Dave's 124 is an 1800 and seems to do OK.
Peter does have an ITB alfa that he bought. Seems to be a nicely prepped car. I know the alfa's can be made to go fast as well.
The 2 liter 124 is IMHO (maybe I'm partial) the car to have if you are into Italian. It will weigh in at 200 lbs less than the Alfa. Plus, it has EFI rather than the 1800's carb or the Alfa's spica (good but finiky)
Then you could also run a 1600 124 in ITC. This has lots of potential as the older 1600 124 coupe used to kick some butt around the US.
I have a 2liter that was built many years ago by John and Gary Baucom in Charlotte. If you don't know it, John has won 3 Runoffs in G(1458) and E(2000) production in Fiat spiders (now runs Trans-Am) . The car is exceptionally capable and has turned 1.58's at Kershaw with me driving my first time at the track. We recently took it to the ARRC and turned in a :51. Not stellar, but we had some issues with new tire/gearing (Hoosier only made their new tire in the 14" rim). I really do believe that the car can get into the :48's.
If you go the build route, I can save you some heartache with development. If you go the buy route, well my car happens to be for sale.

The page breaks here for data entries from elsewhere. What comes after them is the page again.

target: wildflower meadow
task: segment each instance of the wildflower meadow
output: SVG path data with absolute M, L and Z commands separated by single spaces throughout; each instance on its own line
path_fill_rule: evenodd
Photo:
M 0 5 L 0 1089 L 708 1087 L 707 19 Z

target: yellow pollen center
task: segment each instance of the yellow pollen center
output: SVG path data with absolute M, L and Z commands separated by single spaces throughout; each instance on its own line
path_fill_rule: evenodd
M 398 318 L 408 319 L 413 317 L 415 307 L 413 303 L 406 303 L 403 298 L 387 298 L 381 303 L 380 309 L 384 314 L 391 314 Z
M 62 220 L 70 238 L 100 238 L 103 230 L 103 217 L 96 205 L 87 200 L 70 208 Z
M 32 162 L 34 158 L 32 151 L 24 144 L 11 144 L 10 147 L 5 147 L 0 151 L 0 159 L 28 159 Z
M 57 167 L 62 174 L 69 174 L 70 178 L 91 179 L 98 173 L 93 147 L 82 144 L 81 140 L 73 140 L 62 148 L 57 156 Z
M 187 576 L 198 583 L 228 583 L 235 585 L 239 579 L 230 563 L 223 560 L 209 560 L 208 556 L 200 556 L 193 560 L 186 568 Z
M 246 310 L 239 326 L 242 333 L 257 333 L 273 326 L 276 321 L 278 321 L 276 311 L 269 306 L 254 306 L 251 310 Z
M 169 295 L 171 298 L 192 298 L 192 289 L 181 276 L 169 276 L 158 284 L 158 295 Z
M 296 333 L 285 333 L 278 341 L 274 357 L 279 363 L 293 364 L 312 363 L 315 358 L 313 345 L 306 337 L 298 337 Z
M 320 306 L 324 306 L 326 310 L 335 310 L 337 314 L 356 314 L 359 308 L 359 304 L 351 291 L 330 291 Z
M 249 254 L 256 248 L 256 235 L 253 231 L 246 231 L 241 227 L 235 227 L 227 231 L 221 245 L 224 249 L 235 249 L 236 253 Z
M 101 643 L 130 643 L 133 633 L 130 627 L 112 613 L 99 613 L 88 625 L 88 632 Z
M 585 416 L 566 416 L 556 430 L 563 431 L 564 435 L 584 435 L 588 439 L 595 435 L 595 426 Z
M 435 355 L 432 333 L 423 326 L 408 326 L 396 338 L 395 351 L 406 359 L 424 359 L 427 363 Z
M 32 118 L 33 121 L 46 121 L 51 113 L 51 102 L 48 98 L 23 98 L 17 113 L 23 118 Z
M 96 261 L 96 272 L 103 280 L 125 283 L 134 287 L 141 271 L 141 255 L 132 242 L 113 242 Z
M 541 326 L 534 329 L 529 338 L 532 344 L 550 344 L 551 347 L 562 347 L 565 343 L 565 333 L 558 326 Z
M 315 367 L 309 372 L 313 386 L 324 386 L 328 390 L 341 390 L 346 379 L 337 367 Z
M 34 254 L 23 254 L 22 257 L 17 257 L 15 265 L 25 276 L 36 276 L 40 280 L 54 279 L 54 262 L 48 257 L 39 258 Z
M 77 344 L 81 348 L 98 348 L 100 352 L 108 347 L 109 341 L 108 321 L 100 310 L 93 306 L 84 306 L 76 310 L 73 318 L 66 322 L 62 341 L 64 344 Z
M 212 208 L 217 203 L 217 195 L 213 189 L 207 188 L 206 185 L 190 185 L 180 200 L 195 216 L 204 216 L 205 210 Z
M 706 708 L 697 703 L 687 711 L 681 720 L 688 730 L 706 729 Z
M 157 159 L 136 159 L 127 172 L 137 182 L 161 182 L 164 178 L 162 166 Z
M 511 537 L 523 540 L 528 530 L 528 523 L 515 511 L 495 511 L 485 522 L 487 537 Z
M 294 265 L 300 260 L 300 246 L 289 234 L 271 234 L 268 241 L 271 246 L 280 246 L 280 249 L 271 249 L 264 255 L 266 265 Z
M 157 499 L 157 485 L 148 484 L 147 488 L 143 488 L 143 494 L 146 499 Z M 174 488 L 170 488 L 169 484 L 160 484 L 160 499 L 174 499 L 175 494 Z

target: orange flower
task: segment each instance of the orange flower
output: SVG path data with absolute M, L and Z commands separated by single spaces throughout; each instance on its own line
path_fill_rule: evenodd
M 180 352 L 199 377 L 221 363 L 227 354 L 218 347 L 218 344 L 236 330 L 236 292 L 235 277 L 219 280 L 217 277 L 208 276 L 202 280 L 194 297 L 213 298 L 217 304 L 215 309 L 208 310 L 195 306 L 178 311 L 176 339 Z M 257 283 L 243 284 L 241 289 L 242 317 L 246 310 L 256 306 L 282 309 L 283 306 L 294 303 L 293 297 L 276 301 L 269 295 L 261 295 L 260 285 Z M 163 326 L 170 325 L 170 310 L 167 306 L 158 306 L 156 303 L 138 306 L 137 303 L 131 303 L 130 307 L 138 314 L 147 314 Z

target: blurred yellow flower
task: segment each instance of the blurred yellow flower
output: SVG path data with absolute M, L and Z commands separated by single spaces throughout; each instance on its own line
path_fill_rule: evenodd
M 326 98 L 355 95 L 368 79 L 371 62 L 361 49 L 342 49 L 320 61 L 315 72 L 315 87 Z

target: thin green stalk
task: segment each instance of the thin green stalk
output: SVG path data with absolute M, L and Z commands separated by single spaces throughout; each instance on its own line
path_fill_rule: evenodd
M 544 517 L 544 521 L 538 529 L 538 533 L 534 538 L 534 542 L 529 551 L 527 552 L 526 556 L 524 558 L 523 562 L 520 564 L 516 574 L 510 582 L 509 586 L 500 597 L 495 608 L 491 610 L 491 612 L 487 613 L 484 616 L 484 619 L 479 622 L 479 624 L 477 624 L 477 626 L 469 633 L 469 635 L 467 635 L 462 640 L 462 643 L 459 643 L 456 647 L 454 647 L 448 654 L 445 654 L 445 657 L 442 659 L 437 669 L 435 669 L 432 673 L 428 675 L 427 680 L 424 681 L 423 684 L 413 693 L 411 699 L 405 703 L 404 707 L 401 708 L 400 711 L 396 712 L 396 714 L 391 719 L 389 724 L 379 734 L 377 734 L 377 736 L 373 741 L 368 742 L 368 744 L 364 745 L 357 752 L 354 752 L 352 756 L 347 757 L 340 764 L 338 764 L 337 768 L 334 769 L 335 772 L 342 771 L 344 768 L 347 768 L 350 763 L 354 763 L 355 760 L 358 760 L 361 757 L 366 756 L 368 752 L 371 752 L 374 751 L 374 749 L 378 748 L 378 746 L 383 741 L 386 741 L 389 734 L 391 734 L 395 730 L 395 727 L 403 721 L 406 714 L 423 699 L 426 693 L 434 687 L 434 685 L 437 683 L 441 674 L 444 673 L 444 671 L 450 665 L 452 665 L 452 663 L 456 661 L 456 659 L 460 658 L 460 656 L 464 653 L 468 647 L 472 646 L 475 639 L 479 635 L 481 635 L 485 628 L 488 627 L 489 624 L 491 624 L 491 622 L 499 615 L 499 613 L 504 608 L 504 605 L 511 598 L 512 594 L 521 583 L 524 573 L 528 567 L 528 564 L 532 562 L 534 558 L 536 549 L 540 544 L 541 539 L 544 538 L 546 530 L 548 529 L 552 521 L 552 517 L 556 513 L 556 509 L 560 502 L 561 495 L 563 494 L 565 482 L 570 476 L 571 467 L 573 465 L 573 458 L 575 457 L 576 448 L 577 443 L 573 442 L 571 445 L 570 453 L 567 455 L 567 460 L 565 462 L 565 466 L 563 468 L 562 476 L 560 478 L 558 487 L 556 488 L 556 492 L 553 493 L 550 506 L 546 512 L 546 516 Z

The Alfa milano that ran in SEDIV was also built by the Baucom's. John was driving it when it won. I have thought about building/buying one myself as, while I wasn't there, I have heard stories about the amount of straightaway speed that can be had from that engine.
As far as cost or reliability, both the 124 and Milano are very durable.. (Jeff, that Silver ITS car we are talking about.. the motor is 5 yrs old.) My last engine lasted 4 yrs before piston fatigue killed it. Also parts are cheap.. rotors $15-$18, rebuilt calipers $35, etc, etc.
The 124 has 2 weak links that can be solved with a donor car.
1) the shift fork and slider in the transmission (3/4th) wears and must be replaced annually. Carry a spare box.
2) The diff is weak and can break if you spin the car (welded or 1/4 locked).
Positives..
1) Large range of ring and pinion gears. 3.58, 3.9, 4.10, 4.4
2) Can run 13's or 14's (more gearing options)
3) Big strong bumpers
4) very low cg
5) Simple to work on
6) so low that you can really catch a good draft from the rabbit/omni corwd
7) Can easily make min weight
Negatives
1) a little heavy at 2330
2) solid front rotors (solve with ducts)
3) keeping the windscreen clear in a rain race.
[This message has been edited by eh_tony!!! (edited December 19, 2003).]